CLUSTAL O(1.2.4) multiple sequence alignment
2GV1_structure ---MSKVCIIAWVYGRVQGVGFRYTTQYEAKRLGLTGYAKNLDDGSVEVVACGEEGQVEK 57
1URR_structure -VAKQIFALDFEIFGRVQGVFFRKHTSHEAKRLGVRGWCMNTRDGTVKGQLEAPMMNLME 59
2VH7_structure ----TLISVDYEIFGKVQGVFFRKHTQAEGKKLGLVGWVQNTDRGTVQGQLQGPISKVRH 56
2ACY_structure AEGDTLISVDYEIFGKVQGVFFRKYTQAEGKKLGLVGWVQNTDQGTVQGQLQGPASKVRH 60
..: ::*:**** ** *. *.*:**: *: * *:*: . :: .
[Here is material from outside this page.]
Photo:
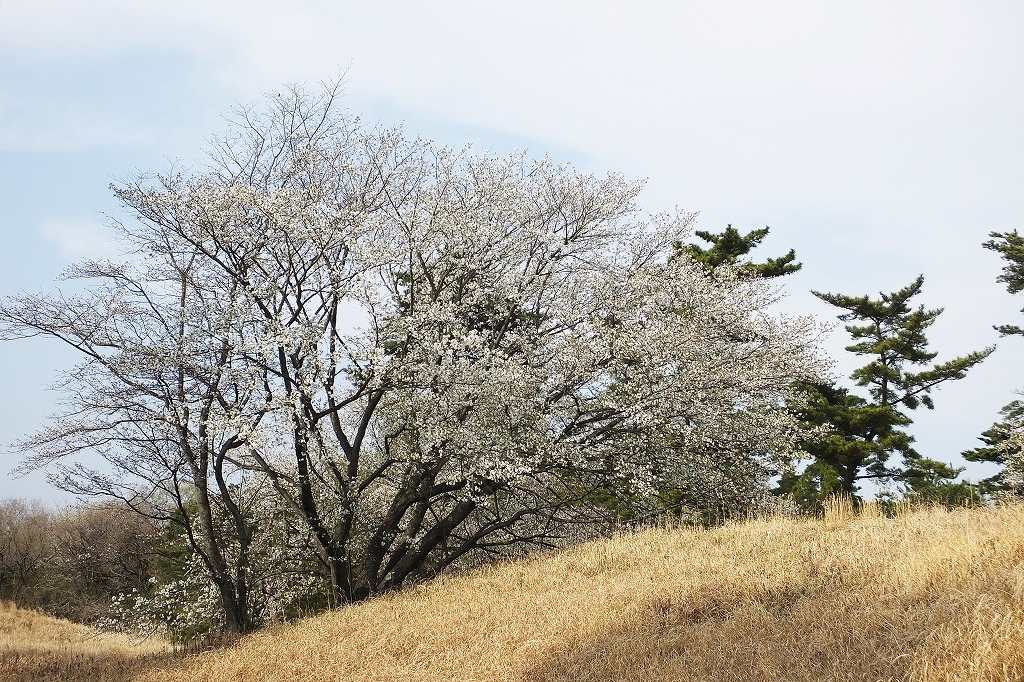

2GV1_structure LMQWLKSGGPRSARVERVLSEPH--HPSGELTDFRIR- 92
1URR_structure MKHWLENNRIPNAKVSKAEFSQIQEIEDYTFTSFDIKH 97
2VH7_structure MQEWLETRGSPKSHIDKANFNNEKVILKLDYSDFQIVK 94
2ACY_structure MQEWLETKGSPKSHIDRASFHNEKVIVKLDYTDFQIVK 98
: .**:. .:::.:. . :.* *
Create a TOML file to specify which alignment file corresponds to which chain and which sequence label corresponds to which data, as shown below:
[names]
2GV1 = '2GV1_structure'
1URR = '1URR_structure'
2VH7 = '2VH7_structure'
2ACY = '2ACY_structure'
[alignment]
'chain 0' = 'AcP_alingment.clustal_num'
Run the
md-davis residue
command passing the TOML file with the--alignment
option to generate the pandas dataframes.
md-davis residue 2VH7_data.h5 2GV1_data.h5 2ACY_data.h5 1URR_data.h5 --alignment Acp_alignment_input.toml -o AcP_residue_data_aligned.p
Plot the aligned data frames.
md-davis plot_residue AcP_residue_data_aligned.p -o AcP_residue_data_aligned.html
Hydrogen Bond Matrix#
Calculate the hydrogen bonds using the
hbond
utility in GROMACS.
gmx hbond -f 2VH7/2VH7_trajectory.xtc -s 2VH7/2VH7_md.tpr -num 2VH7/2VH7_hbnum.xvg -hbm 2VH7/2VH7_hb_matrix -hbn 2VH7/2VH7_hb_index
2. Open the output index file 2VH7_hb_index.ndx
and scroll down to find the
title of the last section containing the list of hydrogen bonds, which is hbonds_Protein
in this case, as shown below:
1235 1243 1244 1248 1249 1260 1261 1263 1264 1280 1285 1286 1301 1302 1320
1321 1339 1340 1356 1361 1362 1380 1381 1389 1390 1392 1393 1410 1413 1414
1421 1424 1425 1433 1434 1436 1437 1456 1457 1468 1469 1473 1474 1492 1493
1508 1509 1525 1530 1531
[ hbonds_Protein ]
9 10 35
36 37 773
55 56 1285
62 63 725
Calculate the occurrence of each hydrogen bond:
md-davis hbond -x 2VH7/2VH7_hb_matrix.xpm -i 2VH7/2VH7_hb_index.ndx -s 2VH7/2VH7_structure.pdb -g hbonds_Protein --save_pickle 2VH7/2VH7_hbonds.p
Plot the hydrogen bonds matrix
md-davis plot_hbond --percent --total_frames 101 --cutoff 33 -o 2VH7_hbond_matrix.html 2VH7/2VH7_hbonds.p
The above command plots the percentage of the H-bonds, which is calculated for each H-bond as follows:
number of frames the H-bond is observed / total number of frames * 100
The cutoff of 33 % is set to plot only those H-bonds whose occurrence is greater than 33 %.